第37話
最近、変な噂が立っている。私に関わりの深い噂が。
「聞きました?今年入学してきたへいみ…失礼、元平民の子爵令嬢さんのこと」
「ええ、何でも、シリル様と仲がよろしいとか」
「放課後に図書室で一緒にお勉強なさっているそうですよ?」
私と仲の良い女子たちが話している。クラスの序列でいうと三番目くらい。こうして噂話で盛り上がるような気楽なグループ。

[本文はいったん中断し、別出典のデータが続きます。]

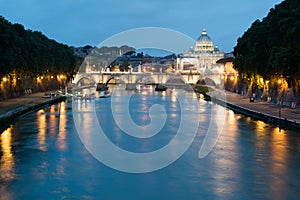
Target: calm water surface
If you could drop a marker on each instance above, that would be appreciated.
(42, 157)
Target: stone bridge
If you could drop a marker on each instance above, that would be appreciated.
(92, 78)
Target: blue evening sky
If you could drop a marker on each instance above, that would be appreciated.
(82, 22)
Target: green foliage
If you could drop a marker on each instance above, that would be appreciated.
(272, 46)
(30, 53)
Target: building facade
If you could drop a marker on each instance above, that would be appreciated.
(201, 58)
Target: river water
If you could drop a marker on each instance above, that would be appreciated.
(43, 157)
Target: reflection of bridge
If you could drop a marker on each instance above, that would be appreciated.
(92, 78)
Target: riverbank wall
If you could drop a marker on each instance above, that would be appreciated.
(10, 116)
(271, 119)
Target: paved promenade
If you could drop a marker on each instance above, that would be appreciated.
(9, 105)
(258, 106)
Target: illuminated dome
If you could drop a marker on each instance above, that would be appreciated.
(204, 43)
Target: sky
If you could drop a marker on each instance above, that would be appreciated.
(89, 22)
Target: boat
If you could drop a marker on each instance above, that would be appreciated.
(104, 94)
(101, 87)
(47, 96)
(89, 96)
(160, 87)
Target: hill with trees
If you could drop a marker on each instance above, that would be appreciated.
(269, 51)
(26, 56)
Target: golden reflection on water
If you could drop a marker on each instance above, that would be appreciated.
(53, 120)
(42, 127)
(279, 159)
(61, 143)
(7, 159)
(226, 162)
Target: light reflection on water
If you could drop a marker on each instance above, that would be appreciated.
(252, 159)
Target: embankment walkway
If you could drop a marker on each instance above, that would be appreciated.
(266, 111)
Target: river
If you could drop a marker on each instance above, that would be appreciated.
(44, 157)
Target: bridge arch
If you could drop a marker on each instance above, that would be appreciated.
(115, 80)
(83, 81)
(145, 80)
(176, 80)
(206, 81)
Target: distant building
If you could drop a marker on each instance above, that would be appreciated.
(202, 58)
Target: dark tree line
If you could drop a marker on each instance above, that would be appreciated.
(271, 48)
(27, 54)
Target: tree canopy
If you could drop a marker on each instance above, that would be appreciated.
(271, 47)
(30, 53)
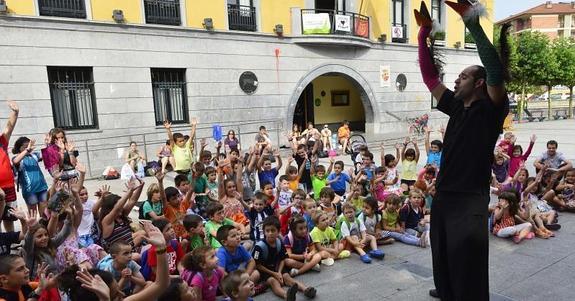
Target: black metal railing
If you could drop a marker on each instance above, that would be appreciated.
(327, 21)
(62, 8)
(165, 12)
(242, 17)
(73, 97)
(170, 97)
(396, 35)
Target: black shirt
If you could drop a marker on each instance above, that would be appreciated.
(469, 143)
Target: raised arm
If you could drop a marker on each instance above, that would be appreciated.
(12, 118)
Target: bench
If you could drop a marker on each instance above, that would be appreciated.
(560, 114)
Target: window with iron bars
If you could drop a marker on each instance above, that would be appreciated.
(73, 97)
(170, 97)
(165, 12)
(63, 8)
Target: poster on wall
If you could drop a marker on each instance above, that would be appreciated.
(343, 23)
(384, 76)
(316, 23)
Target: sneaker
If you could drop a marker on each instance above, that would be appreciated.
(328, 261)
(365, 258)
(260, 288)
(292, 291)
(344, 254)
(378, 254)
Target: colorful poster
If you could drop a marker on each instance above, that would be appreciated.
(384, 76)
(316, 23)
(343, 23)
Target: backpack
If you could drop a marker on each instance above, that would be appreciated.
(141, 214)
(145, 269)
(340, 220)
(265, 252)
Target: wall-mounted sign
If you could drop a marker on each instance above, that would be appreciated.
(384, 76)
(316, 23)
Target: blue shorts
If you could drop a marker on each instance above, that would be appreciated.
(35, 198)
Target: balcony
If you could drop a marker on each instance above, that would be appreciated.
(241, 17)
(398, 33)
(166, 12)
(332, 27)
(62, 8)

疑問系なのは、それも建前だろうが、というニュアンスを込めているのだろう。
「レベッカ様もご不安でしょう。ご自分の婚約者ですもの」
話が私に振られる。
「ええ、まあ」
実際、大分気にしている。シリル様は私なんかよりノートンさんに気があるのかもしれないと。そう考えると最近言動が冷たいような気もしてくる。
学園では私の方が一学年上なのでなかなかすれ違うこともない。
関わりが薄くなれば当然熱は冷め、他の女性に目が行くのも仕方ないのかもしれない。
でも、よく考えてみると、月一回しか会わないのは今までと変わっていない。もしかしたら最初から…なんてことも考えてしまう。
一人では思考が良くない方向に行ってしまうと思い、セシリア様にも相談してみた。
彼女は私を本当の姉のように慕ってくれている。
いずれ義姉になるのだからと、結婚前からお義姉様呼びだ。
セシリア様からは、
『お兄様はお義姉様を大切に思っている、とだけ伝えておきますわ…』と残念そうに言われた。
今日は婚約者としての親睦を深めるお茶会の日。ちゃんと来てくれるかな。
遅い。いつもは約束の5分前には来るのに。
時間ギリギリになっても来ないシリル様に、不安が募る。もしかしてすっぽかされたのかも…
すると、使用人からシリル様の来訪を告げられた。
「すまない、遅くなった」
慌てた様子もなく入ってきたシリル様を見て、心が曇る。すまないと思うのならもう少し態度に出してほしい。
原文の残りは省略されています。